Both parents are currently unemployed but the father is currently looking for some work.
Alcohol, tobacco, and drug use?
The mother drinks 5-10 units a week of alcohol but does not smoke or use recreational drugs.
The father drinks 10-15 units a week of alcohol and does occasionally smoke cannabis.
Current living situation?
Both parents and the infant are living with the infant’s maternal grandmother.
Domestic violence has previously been reported during the pregnancy, but the mother denies any recurrence of this recently.
Inconsistent history, delay in seeking medical treatment, and suspicious mechanism of injury are all red flags for non-accidental injury. Poor feeding, vomiting, and lethargy are all non-specific findings, but can indicate head trauma. Signs of brain injury may include seizures, altered mental status, and apneic episodes and should not be missed.
In young children the history is not as useful for narrowing down the differential diagnosis as the infant can not report symptoms and signs are generally non-specific (e.g. crying, poor feeding). As a result a full screen of all systems should be adopted to reduce the risk of missing pathology.
Basic observations & measurements
Vital signs are within normal limits.
Weight: 3.8kg (10th-25th percentile)
Length: 54cm (25th-50th percentile)
Head circumference: 38cm (25th-50th percentile)
The infant is sleeping on general inspection with no obvious evidence of injury, no abnormal posturing and no signs of distress. There is normal child-caregiver interaction.
Systems based physical exam
Normal head size and shape
No bulging fontanelle
No dysmorphic features
Very difficult to elicit spontaneous eye opening
Extraocular movements were not assessed for this reason
When non-accidental injury, specifically head trauma, is suspected, the clinician should be looking for signs of raised intracranial pressure, such as bradycardia, decreased respiration rate, apneic episodes, and bulging fontanelles.
The presentation of this infant was not particularly dramatic, which increases the chances that the correct diagnosis will be missed. Additionally, the presentation was relatively non-specific (as is often the case), which makes the diagnosis more difficult. Fortunately in this case, there were elements in the history of presenting complaint and pregnancy history that immediately lead to suspicions of non-accidental injury. Lastly, this infant was only one month old and there is good evidence that non-accidental head trauma in very young infants is often missed, despite them being at a higher risk of being abused.

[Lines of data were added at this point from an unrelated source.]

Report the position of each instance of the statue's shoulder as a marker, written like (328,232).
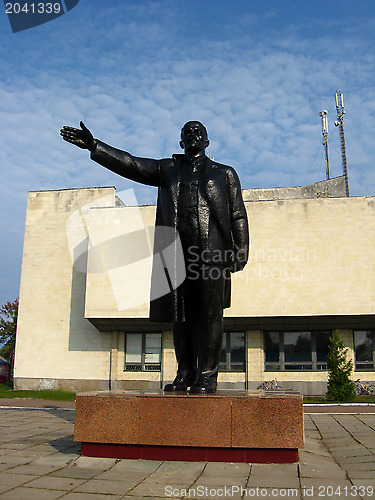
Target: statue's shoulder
(220,166)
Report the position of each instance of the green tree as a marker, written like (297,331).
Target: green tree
(340,387)
(8,328)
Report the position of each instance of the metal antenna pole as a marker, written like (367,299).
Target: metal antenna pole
(323,115)
(340,123)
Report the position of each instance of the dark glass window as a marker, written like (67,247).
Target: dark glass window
(364,349)
(304,350)
(142,352)
(233,352)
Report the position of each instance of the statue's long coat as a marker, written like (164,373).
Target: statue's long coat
(220,197)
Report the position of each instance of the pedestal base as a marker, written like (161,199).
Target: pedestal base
(260,427)
(190,453)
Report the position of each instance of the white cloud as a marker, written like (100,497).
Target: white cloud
(135,83)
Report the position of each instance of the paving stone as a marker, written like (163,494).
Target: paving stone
(267,475)
(117,475)
(22,493)
(16,479)
(323,471)
(90,496)
(326,488)
(105,487)
(75,473)
(101,464)
(38,470)
(55,483)
(144,466)
(156,490)
(361,474)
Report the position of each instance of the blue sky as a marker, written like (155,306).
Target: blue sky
(257,74)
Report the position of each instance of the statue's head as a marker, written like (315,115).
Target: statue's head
(194,137)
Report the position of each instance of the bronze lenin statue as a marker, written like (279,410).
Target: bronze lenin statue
(202,201)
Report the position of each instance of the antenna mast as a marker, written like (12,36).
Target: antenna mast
(340,123)
(323,115)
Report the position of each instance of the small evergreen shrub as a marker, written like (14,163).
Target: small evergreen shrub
(340,387)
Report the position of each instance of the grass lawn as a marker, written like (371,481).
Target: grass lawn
(54,395)
(57,395)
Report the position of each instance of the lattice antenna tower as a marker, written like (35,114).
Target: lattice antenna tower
(323,115)
(340,123)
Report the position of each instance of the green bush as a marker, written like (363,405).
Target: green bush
(340,387)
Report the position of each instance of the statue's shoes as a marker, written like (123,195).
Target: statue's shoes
(204,386)
(180,383)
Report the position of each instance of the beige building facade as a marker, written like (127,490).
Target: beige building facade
(85,286)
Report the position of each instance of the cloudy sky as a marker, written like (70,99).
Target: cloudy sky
(257,74)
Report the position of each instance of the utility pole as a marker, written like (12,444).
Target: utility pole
(323,115)
(340,123)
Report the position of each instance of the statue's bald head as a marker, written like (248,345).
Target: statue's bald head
(194,136)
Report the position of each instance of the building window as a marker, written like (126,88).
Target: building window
(364,349)
(293,351)
(233,352)
(142,352)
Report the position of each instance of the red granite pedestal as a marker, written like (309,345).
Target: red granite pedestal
(260,427)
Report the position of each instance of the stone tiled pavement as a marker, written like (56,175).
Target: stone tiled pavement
(39,460)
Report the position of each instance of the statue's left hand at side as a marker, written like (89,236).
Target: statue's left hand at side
(82,137)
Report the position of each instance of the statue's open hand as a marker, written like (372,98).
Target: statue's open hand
(82,137)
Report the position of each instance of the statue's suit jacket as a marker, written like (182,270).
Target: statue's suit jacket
(219,202)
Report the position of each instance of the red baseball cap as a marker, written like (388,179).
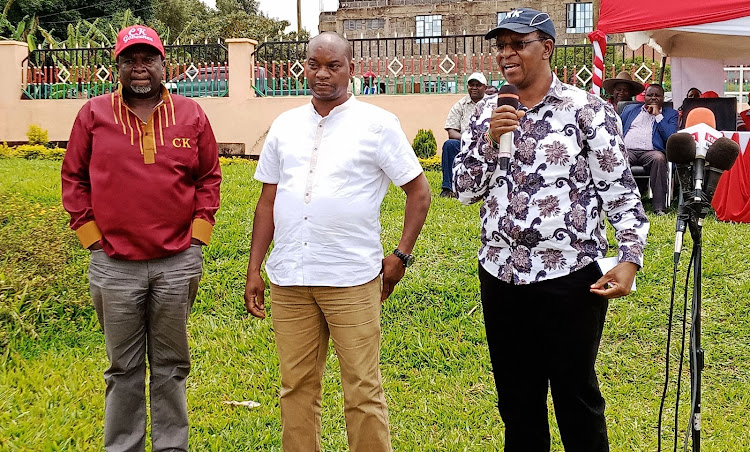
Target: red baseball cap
(137,34)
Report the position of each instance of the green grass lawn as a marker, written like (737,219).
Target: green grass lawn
(435,363)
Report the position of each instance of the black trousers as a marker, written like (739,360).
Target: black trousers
(546,335)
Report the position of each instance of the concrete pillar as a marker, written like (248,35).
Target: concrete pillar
(12,76)
(241,67)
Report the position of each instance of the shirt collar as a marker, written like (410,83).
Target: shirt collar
(349,103)
(555,92)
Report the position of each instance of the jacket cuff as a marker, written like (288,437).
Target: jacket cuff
(88,234)
(202,230)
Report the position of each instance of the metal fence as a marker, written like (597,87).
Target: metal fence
(396,65)
(434,65)
(194,70)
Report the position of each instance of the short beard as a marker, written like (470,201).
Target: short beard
(140,89)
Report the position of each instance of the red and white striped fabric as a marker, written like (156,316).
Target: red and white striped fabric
(599,41)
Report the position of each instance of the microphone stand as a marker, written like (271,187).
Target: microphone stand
(697,211)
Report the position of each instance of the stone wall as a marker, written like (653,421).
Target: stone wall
(458,16)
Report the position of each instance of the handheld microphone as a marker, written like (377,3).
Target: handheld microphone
(720,156)
(681,152)
(508,95)
(701,116)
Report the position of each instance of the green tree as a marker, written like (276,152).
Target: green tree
(55,15)
(178,16)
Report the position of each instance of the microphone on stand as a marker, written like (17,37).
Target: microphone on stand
(508,95)
(681,152)
(720,156)
(702,122)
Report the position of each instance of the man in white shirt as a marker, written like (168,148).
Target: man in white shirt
(325,168)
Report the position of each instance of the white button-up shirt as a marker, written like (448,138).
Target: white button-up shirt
(332,174)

At this stage, acute and reversible causes of the infant’s altered mental status need to be investigated.
Full blood count – normal
Serum biochemistry – normal
Coagulation studies – normal
LFTs – normal
CRP – normal
Lactate – normal
Capillary blood glucose – normal
Urine MC&S – normal
CT Head – small left subdural haematoma – no midline shift
A skeletal survey – 2 posterior rib fractures
Shaken baby syndrome
When the infant is being shaken by their caregiver, posterior rib fractures and intracranial haemorrhages can result if enough force has been applied. Subdural hemorrhages are most commonly seen, but subarachnoid hemorrhages can occur as well. Neurological signs that point towards raised intracranial pressure secondary to bleeding and/or brain swelling include vomiting, apneic episodes, seizures, irritability, and altered mental status. An absence of these signs does not rule out non-accidental head trauma. Retinal hemorrhages are seen in 80% of these cases, and are highly suggestive of non-accidental injury. Mandatory reporting and further workup is required.

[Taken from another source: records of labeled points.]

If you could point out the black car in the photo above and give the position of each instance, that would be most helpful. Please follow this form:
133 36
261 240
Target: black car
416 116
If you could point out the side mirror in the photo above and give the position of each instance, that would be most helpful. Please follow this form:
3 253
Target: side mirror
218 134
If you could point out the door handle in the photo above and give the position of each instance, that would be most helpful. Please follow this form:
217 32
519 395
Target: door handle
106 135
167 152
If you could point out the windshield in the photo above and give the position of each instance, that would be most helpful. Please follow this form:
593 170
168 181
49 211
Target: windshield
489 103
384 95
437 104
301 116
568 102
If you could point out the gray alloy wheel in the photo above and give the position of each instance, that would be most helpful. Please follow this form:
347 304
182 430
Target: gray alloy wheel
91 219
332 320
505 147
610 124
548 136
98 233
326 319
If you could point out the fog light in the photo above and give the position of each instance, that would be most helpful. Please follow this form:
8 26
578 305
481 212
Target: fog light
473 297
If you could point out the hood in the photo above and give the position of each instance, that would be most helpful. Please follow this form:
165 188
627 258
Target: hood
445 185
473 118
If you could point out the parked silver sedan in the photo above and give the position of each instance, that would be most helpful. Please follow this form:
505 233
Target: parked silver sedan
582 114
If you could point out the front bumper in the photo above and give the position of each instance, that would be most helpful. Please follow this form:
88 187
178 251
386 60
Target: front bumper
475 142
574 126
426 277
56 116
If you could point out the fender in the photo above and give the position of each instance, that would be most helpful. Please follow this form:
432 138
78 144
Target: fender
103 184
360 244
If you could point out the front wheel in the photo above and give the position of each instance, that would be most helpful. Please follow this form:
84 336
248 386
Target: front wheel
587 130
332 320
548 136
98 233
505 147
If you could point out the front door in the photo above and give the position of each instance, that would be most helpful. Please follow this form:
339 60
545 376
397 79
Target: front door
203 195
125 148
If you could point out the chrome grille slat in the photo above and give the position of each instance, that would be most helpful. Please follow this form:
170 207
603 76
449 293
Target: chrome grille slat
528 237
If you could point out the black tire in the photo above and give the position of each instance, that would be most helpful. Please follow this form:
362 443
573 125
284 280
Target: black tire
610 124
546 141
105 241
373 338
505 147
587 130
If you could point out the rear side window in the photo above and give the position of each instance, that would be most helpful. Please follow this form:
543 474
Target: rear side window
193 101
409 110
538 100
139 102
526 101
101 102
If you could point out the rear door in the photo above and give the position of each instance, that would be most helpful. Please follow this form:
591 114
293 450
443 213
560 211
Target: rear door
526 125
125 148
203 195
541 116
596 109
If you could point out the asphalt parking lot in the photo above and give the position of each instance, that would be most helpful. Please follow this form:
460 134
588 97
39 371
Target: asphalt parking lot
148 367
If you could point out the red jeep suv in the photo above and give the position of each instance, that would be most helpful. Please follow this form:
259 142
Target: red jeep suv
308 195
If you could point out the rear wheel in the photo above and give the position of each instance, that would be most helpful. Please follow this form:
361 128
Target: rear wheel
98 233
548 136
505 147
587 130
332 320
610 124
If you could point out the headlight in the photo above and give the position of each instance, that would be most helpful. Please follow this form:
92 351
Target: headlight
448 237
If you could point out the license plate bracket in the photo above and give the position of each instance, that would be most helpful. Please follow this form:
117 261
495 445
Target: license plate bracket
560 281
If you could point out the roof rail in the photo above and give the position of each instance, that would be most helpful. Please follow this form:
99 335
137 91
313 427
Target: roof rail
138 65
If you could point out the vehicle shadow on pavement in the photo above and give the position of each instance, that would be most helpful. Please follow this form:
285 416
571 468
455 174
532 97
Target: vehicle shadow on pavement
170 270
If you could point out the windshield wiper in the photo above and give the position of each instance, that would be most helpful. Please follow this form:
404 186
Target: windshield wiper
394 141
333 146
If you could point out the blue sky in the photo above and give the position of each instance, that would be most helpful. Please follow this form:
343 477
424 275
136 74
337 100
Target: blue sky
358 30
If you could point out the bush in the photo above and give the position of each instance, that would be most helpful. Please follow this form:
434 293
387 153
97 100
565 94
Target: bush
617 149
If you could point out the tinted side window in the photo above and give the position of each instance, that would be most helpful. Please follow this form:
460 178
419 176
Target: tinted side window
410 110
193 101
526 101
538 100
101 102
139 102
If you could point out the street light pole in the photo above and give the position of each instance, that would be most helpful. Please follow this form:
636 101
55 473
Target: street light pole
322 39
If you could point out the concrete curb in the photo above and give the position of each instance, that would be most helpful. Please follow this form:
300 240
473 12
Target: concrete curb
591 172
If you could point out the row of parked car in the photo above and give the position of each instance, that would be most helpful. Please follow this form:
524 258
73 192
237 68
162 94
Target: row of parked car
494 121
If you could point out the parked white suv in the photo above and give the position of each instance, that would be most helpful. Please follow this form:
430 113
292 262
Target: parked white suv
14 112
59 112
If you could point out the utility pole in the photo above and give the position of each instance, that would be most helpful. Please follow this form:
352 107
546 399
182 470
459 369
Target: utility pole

The clinical presentation was highly suspicious of non-accidental injury. The infant should be admitted to hospital where you know he will be safe. Clinicians are required to report suspected child abuse. Child protective services should be contacted immediately. Supportive care is the mainstay of treatment.
Tran, C., Chen, Y. A., Shah, R., & Vaisman, A. (2011). The Toronto notes 2011: Comprehensive medical reference and review for the Medical Council of Canada Qualifying Exam Part 1 and the United States Medical Licensing Exam Step 2. Toronto: Toronto Notes for Medical Students, Inc.